There are a couple of major events that changed the pro-wrestling landscape in the 1990s. Vince McMahon’s steroids trial and Hulk Hogan turning heel to form the New World Order in WCW stick out, but it is possible that none of those events compare to the risk McMahon took 20 years ago on Nov. 9.
What happened on Nov. 9, 1997? A historic and controversial pro-wrestling event that has since been known as the “Montreal Screwjob”.
The short-version of the story is this: the then-WWF was facing cash-flow problems at the time, and McMahon had visions of making his company publicly-traded. Longtime performer Bret Hart then became a financial target, as the 20-year contract he had signed the previous summer was something the company was looking to get out of.

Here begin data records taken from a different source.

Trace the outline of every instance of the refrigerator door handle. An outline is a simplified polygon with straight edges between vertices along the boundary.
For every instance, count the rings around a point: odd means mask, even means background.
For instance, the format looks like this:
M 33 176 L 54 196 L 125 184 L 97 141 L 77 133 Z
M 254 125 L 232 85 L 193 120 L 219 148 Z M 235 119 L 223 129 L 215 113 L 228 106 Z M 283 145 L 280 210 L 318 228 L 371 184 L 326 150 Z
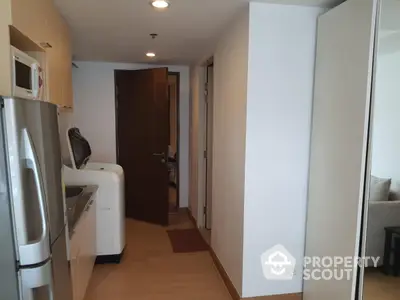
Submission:
M 51 260 L 36 268 L 21 269 L 21 300 L 37 300 L 37 296 L 54 300 L 52 274 Z
M 39 210 L 42 233 L 38 240 L 19 246 L 19 259 L 21 265 L 33 265 L 45 261 L 50 257 L 49 225 L 47 221 L 46 194 L 44 192 L 42 175 L 36 151 L 28 129 L 23 129 L 24 152 L 26 167 L 31 169 L 38 192 Z

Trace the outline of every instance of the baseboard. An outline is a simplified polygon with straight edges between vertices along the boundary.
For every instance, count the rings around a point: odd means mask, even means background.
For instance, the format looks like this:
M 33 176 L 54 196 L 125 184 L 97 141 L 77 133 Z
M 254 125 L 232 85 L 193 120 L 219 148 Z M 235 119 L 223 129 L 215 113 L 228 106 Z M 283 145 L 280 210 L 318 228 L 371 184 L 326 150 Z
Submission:
M 187 209 L 187 214 L 189 216 L 190 221 L 193 223 L 194 227 L 199 230 L 197 227 L 197 221 L 193 217 L 191 211 Z M 200 232 L 200 231 L 199 231 Z M 238 291 L 236 290 L 235 286 L 233 285 L 231 279 L 229 278 L 228 274 L 226 273 L 224 267 L 222 266 L 220 260 L 218 259 L 218 256 L 215 254 L 214 250 L 212 247 L 209 247 L 210 249 L 210 254 L 211 257 L 214 261 L 214 265 L 217 268 L 219 274 L 222 277 L 222 280 L 225 283 L 226 288 L 229 291 L 229 294 L 231 295 L 233 300 L 301 300 L 303 294 L 302 293 L 297 293 L 297 294 L 283 294 L 283 295 L 275 295 L 275 296 L 261 296 L 261 297 L 253 297 L 253 298 L 241 298 Z
M 197 228 L 197 230 L 199 230 L 199 228 L 197 227 L 197 221 L 196 221 L 196 219 L 193 217 L 192 212 L 190 211 L 190 209 L 187 208 L 187 207 L 185 207 L 184 209 L 186 210 L 186 212 L 187 212 L 187 214 L 188 214 L 188 216 L 189 216 L 189 219 L 190 219 L 190 221 L 192 222 L 193 226 L 194 226 L 195 228 Z
M 95 264 L 96 265 L 104 265 L 104 264 L 119 264 L 122 260 L 122 256 L 124 255 L 124 250 L 120 254 L 113 255 L 98 255 L 96 257 Z
M 187 214 L 189 216 L 190 221 L 192 222 L 193 226 L 199 231 L 199 228 L 197 227 L 197 221 L 196 219 L 193 217 L 192 212 L 187 209 Z M 200 233 L 201 234 L 201 233 Z M 240 296 L 238 294 L 238 292 L 236 291 L 232 281 L 230 280 L 228 274 L 225 272 L 225 269 L 222 267 L 221 262 L 219 261 L 217 255 L 215 254 L 214 250 L 211 248 L 211 246 L 209 246 L 209 251 L 211 254 L 211 258 L 214 262 L 215 267 L 218 270 L 218 273 L 221 275 L 222 280 L 224 281 L 226 287 L 228 288 L 229 294 L 231 294 L 232 299 L 234 300 L 241 300 Z
M 241 300 L 301 300 L 303 298 L 303 293 L 298 294 L 283 294 L 275 296 L 261 296 L 254 298 L 242 298 Z
M 228 273 L 226 273 L 224 267 L 222 266 L 221 262 L 218 259 L 218 256 L 215 254 L 214 250 L 211 247 L 210 247 L 210 254 L 214 261 L 215 267 L 217 268 L 219 274 L 222 277 L 222 280 L 225 283 L 226 288 L 228 289 L 229 294 L 231 294 L 232 299 L 241 300 L 239 293 L 237 292 L 235 286 L 233 285 L 231 279 L 228 276 Z
M 274 295 L 274 296 L 260 296 L 260 297 L 252 297 L 252 298 L 241 298 L 238 291 L 236 290 L 235 286 L 233 285 L 231 279 L 229 278 L 228 274 L 226 273 L 224 267 L 222 266 L 218 256 L 215 254 L 214 250 L 210 247 L 210 254 L 214 261 L 215 266 L 219 274 L 224 281 L 229 294 L 233 300 L 301 300 L 303 298 L 302 293 L 298 294 L 282 294 L 282 295 Z

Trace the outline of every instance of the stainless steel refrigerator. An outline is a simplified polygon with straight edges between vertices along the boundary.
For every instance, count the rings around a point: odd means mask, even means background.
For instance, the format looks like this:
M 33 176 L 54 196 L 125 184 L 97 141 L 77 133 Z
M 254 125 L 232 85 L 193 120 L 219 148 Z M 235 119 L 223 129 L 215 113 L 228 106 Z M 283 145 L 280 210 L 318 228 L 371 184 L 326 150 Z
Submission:
M 0 105 L 0 299 L 72 300 L 57 107 Z

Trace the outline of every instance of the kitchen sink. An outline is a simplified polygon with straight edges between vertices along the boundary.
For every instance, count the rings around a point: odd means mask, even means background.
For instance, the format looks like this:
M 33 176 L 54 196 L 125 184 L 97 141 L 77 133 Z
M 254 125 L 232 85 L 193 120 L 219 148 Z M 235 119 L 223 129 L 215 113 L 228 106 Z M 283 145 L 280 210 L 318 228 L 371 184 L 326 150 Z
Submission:
M 97 186 L 66 186 L 65 204 L 67 207 L 68 227 L 70 235 L 73 234 L 82 213 L 85 211 L 93 193 L 97 191 Z

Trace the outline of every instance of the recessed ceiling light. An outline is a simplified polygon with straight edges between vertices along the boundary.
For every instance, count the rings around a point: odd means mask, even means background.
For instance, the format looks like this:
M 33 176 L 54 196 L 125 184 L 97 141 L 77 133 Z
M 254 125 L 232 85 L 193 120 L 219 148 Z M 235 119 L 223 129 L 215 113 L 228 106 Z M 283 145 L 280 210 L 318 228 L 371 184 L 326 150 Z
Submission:
M 155 8 L 167 8 L 169 6 L 169 2 L 166 0 L 153 0 L 151 1 L 151 5 Z
M 155 57 L 156 54 L 155 54 L 154 52 L 147 52 L 147 53 L 146 53 L 146 56 L 147 56 L 147 57 Z

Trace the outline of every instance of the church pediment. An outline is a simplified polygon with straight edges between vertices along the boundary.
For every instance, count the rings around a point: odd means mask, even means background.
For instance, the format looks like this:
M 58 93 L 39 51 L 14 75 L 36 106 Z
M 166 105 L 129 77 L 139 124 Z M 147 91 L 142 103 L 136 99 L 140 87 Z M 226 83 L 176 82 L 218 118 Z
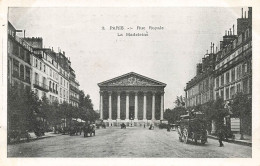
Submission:
M 166 84 L 131 72 L 122 76 L 101 82 L 99 86 L 166 86 Z

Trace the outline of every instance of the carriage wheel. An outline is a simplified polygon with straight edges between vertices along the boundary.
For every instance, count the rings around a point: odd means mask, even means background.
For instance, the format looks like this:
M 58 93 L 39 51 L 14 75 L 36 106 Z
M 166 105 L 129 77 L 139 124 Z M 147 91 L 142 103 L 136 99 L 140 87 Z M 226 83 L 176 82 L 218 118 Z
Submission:
M 179 141 L 180 142 L 183 142 L 183 140 L 182 140 L 182 136 L 179 134 Z
M 204 145 L 206 142 L 207 142 L 206 139 L 202 139 L 200 143 L 201 143 L 202 145 Z
M 182 134 L 181 134 L 181 129 L 180 129 L 180 127 L 178 127 L 178 135 L 179 135 L 179 141 L 180 141 L 180 142 L 183 142 L 183 139 L 182 139 Z
M 183 129 L 182 136 L 183 136 L 184 143 L 187 144 L 188 143 L 188 130 L 186 128 Z

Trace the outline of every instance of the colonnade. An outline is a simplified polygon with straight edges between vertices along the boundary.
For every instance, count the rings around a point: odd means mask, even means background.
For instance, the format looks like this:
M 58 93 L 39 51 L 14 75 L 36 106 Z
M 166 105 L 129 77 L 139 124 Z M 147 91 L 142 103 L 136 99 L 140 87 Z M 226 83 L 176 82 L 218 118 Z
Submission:
M 108 93 L 108 121 L 112 121 L 112 93 L 113 91 L 106 91 Z M 121 94 L 123 91 L 116 91 L 117 94 L 117 121 L 120 121 L 120 108 L 121 108 Z M 134 121 L 138 121 L 138 112 L 143 111 L 143 121 L 147 121 L 147 93 L 146 91 L 143 92 L 143 110 L 138 110 L 138 93 L 139 91 L 124 91 L 126 93 L 126 118 L 125 121 L 129 121 L 129 104 L 130 104 L 130 93 L 134 93 Z M 100 119 L 103 119 L 103 104 L 104 104 L 104 91 L 100 91 Z M 155 121 L 155 95 L 156 91 L 152 91 L 152 121 Z M 164 110 L 164 92 L 160 93 L 160 120 L 163 120 L 163 110 Z

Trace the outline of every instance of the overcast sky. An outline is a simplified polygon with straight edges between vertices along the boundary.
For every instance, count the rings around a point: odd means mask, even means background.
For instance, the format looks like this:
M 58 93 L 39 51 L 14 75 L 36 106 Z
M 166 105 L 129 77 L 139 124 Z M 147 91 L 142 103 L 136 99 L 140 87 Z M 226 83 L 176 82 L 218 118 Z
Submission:
M 42 37 L 45 47 L 66 52 L 94 109 L 97 83 L 132 71 L 166 83 L 165 108 L 173 108 L 210 42 L 218 46 L 239 17 L 241 8 L 9 8 L 9 21 L 26 37 Z M 135 30 L 144 26 L 149 36 L 120 37 L 108 30 L 116 25 L 133 28 L 124 34 L 145 32 Z

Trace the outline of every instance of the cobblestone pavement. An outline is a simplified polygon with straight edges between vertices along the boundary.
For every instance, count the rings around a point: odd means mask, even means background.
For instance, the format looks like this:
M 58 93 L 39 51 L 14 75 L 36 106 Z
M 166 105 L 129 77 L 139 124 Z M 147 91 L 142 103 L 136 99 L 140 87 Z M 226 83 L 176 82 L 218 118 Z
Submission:
M 56 137 L 8 145 L 8 157 L 171 157 L 228 158 L 251 157 L 249 146 L 208 139 L 205 145 L 179 142 L 176 131 L 155 128 L 107 128 L 96 130 L 96 136 L 59 135 Z

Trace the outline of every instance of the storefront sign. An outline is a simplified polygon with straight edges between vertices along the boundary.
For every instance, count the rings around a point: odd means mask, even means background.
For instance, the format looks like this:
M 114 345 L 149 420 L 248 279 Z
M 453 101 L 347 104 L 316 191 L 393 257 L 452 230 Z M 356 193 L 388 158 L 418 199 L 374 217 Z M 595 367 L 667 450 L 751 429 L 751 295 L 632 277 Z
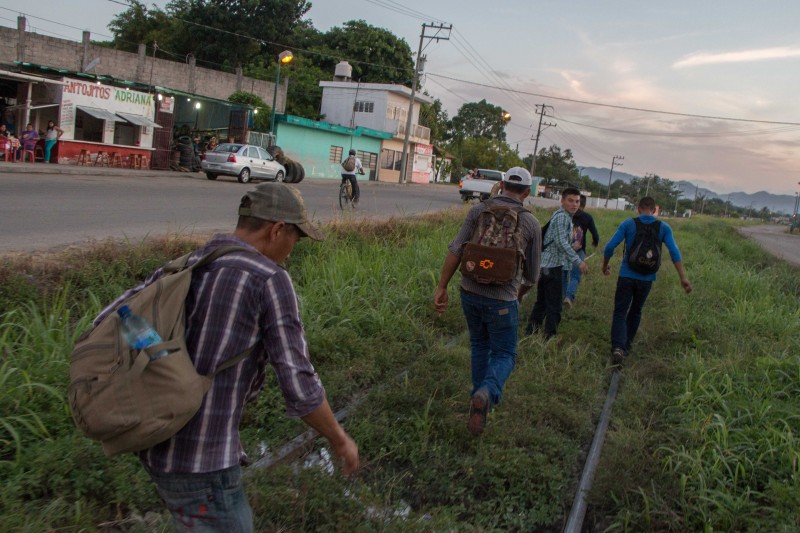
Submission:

The result? McMahon was willing to allow Hart out of his contract and to sign with rival WCW, however, McMahon needed one thing in return: Hart need to drop the WWF title belt, which he was holding at the time. McMahon wanted Hart to lose the title to Shawn Michaels, but Hart had no intention of doing so thanks to previous personal problems he and Michaels had before.
On top of that? Hart, a Canadian, doubled-down by not wanting to lose the belt to Michaels in Canada, which would be the scene of the 1997 Survivor Series pay-per-view.
McMahon had other ideas, though, as he needed to get the belt off of Hart before the superstar fled down south to WCW. In what has since become one of the controversial and most talked about angles in pro-wrestling history, McMahon arranged for Hart to lose the WWF title to Michaels in Montreal without Hart’s prior knowledge. The idea is that Michaels would lock in Hart’s own Sharpshooter submission, and that instead of letting up on the hold, the ref would call for the bell and signal Michaels as the winner of the belt.
As you can imagine, this didn’t sit well with Hart, who felt betrayed by the affair. The Wrestling Observer reported that Hart punched out McMahon backatage, and that the entire locker room threatened to revolt over the incident.
While the event is seen as kicking off the “Attitude Era” that eventually vaulted McMahon and the WWF to extreme monetary success, it was a giant risk to be taken at the time. Pro-wrestling does require a certain level of trust between promoter and talent, and if it isn’t there… that talent will go elsewhere.
However, instead of a massive failure, it is now regarded as one of the key moments in pro-wrestling history, and one that almost every wrestling fan has a different opinion on.